I am writing a program that sends emails to users when their subscription is about to expire so i have a table in my database with a date stored in varchar as 12th April 2018
I am using that format because it is easy to read therefore I don't have to convert it again later.. But when i write
$currentdate= Carbon::now()->toDateTimeString();
$threeDaystoExpire =Carbon::now()->addDays(130)->toDateTimeString();
return $expiredPacks = DB::table('subscriptions')
->whereDate('expires_on','>',$currentdate)
->whereDate('expires_on','<=',$threeDaystoExpire)
->get();
I get a blank return
output but when i change expires_on
to created_at
that is formatted like this 2018-04-12 12:41:36
I get the correct output. I tried changing the format of $currentdate
and $threeDaystoExpire
to match the data in my database as advised by previous threads i read and tried again like this
$currentdate= Date('dS F Y', strtotime(Carbon::now()->toDateTimeString()));
$threeDaystoExpire =Date('dS F Y', strtotime(Carbon::now()->addDays(130)->toDateTimeString()));
return $expiredPacks = DB::table('subscriptions')

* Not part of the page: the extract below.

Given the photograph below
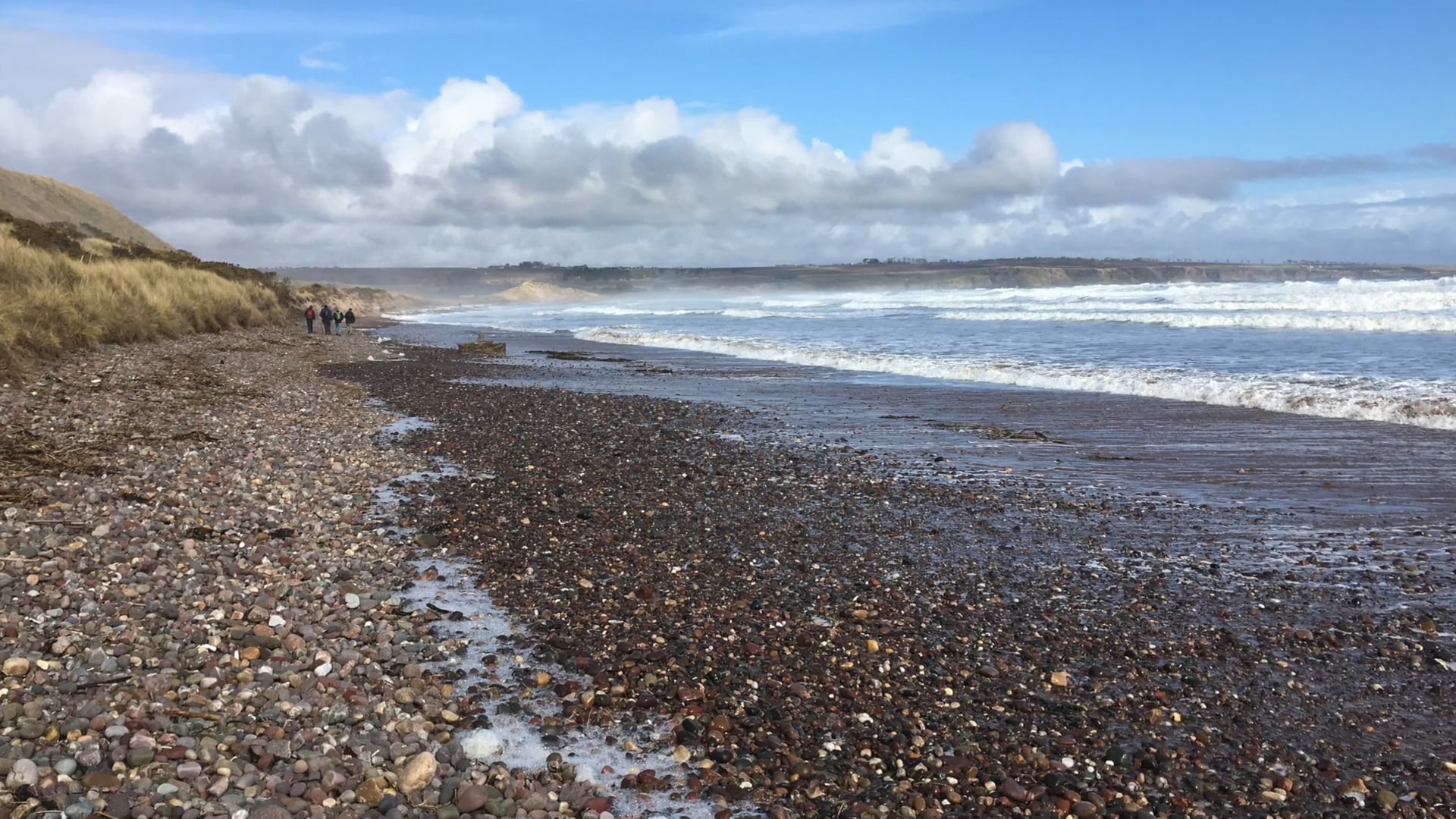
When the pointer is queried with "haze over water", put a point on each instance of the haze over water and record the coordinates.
(1362, 350)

->whereDate('expires_on','>',$currentdate)
->whereDate('expires_on','<=',$threeDaystoExpire)
->get();
I get the same empty output. I am currently stuck. All the posts I've read only uses one value so they just make a statement to return just the date, convert it to a timestamp format then compare. I have hundreds of those date and I cant write a statement for each one so any help to tackle this problem will be greatly appreciated.